Let's Talk About Body Image.

OK - I’ll be honest, I was going to post about this on my Instagram a few weeks ago but after re-writing the caption too many times and getting a bit teared up, I gave in. The emotion wasn’t to do with my inability to write an Instagram caption (although I’ve been close on my bad days!), it was to do with thinking about my younger self and body image.

Right, let’s just start chatting about it, shall we?

Men actually do talk about body image. But in a different way. We take gym selfies, post thirst traps on Instagram, talk about how swole we’re getting or post about never missing leg day. What we don’t talk about is body dysmorphia, eating disorders, stretch marks, confidence issues or celebrate any other body than what’s on the cover of Men’s Health that month.

You know how much I hated my stretch marks when I was younger? I’d never heard a man talk about stretch marks before so when I saw that I had some, I felt absolutely ashamed and hated myself. It wasn’t until a few years later, one of my friends mentioned that her boyfriend had them and I felt a weird sense of relief that I wasn’t the only one. I also remember me as a young teenager, sitting in my room and thinking about why I was bigger than the boys everyone fancied in school. I even started thinking about cutting off my stomach fat, wondering how long it’d take to heal and if the scar would be too ugly. That’s so fucking terrifying - a little introverted teenager who was always just chill and laid back, thinking of giving himself DIY liposuction (or whatever I thought liposuction was at the time). All for the sake of looking good.

A few years ago, I really got into my fitness and healthy eating. I joined Slimming World, lost a few stone then started hitting the gym. I was loving it. I was getting loads of nice compliments, felt confident in myself and the likes on my shirtless selfies were rolling in - but to be honest, it wasn’t healthy. Physically or Mentally. I knew that if I lost weight, built muscle and looked better, I would feel better. But why would I feel better?

Mostly - validation. Body image is huge, especially in the LGBT community. There’s the gay stereotype on almost all TV shows with gay characters that are gym-rats with 6-packs and mad for a quick hookup with headless profiles. On Instagram, our feeds are filled with men’s health pages, LGBT advocacy groups and magazines promoting the SAME buff, unattainable body types and we inherently make ourselves feel bad because we’re so different. Imagine me, single, young, impressionable and constantly seeing these images. No wonder I desperately wanted to change how I looked. Even now, in my late twenties (don’t remind me), I’m struggling to relate to any of these '“idols”.
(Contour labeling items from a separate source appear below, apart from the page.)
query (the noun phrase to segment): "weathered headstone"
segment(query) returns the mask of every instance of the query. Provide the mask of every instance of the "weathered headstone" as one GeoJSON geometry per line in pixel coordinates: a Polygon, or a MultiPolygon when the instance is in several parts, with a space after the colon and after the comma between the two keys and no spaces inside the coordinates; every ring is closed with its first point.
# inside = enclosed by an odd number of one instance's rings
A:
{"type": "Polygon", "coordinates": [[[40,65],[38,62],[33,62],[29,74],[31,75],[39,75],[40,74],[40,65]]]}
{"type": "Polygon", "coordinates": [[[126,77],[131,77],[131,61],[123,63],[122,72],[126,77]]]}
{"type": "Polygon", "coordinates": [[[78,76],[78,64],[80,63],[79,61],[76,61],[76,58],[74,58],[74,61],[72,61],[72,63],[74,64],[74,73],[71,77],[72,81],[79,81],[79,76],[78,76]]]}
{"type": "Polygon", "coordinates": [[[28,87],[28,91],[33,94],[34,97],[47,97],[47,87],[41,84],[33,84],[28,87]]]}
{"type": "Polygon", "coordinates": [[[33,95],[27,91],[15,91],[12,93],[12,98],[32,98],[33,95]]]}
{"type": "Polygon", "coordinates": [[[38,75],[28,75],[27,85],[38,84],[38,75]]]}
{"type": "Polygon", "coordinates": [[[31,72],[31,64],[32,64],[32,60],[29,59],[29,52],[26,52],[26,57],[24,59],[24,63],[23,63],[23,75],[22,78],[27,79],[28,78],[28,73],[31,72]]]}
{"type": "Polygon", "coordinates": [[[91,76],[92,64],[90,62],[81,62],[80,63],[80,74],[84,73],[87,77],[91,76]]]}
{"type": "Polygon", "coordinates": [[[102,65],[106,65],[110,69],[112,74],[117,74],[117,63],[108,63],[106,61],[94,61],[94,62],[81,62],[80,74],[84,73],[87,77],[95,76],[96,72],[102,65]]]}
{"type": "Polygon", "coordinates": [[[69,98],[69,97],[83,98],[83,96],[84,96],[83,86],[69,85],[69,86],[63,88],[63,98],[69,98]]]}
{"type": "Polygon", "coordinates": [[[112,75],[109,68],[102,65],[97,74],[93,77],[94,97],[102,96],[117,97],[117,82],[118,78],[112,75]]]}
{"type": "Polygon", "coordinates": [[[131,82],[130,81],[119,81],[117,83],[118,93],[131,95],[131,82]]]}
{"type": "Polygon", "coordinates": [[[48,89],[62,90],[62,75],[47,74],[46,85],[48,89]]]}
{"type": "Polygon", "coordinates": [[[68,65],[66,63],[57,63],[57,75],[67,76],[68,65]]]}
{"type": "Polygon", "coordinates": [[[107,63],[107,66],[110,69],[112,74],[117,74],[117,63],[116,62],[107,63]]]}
EVERYONE is deserving of love and acceptance, regardless of body type. We don’t need to be ripped and roided to feel attractive and as a community, we need to do more to be truly inclusive. Anyway, I’ll step down from my soap box lol.

When I was forcing myself to hit the gym, I was doing well with my squats and cardio, but I was feeding into my subconscious, telling it that on some level, people complimenting me and giving me that validation for this, was satisfying. Why was I obsessed with getting swole for likes and the opinions of other people? It’s crazy, but it’s reality. Over the years, I’ve had a pretty unhealthy relationship with food and my body. Criticising progress pics, constantly weighing myself, binging at the weekend, making myself sick and then starving myself - all in the name of looking good. I’ve still got a long way to go, mind you, but I’m slowly learning to be OK with how my body looks.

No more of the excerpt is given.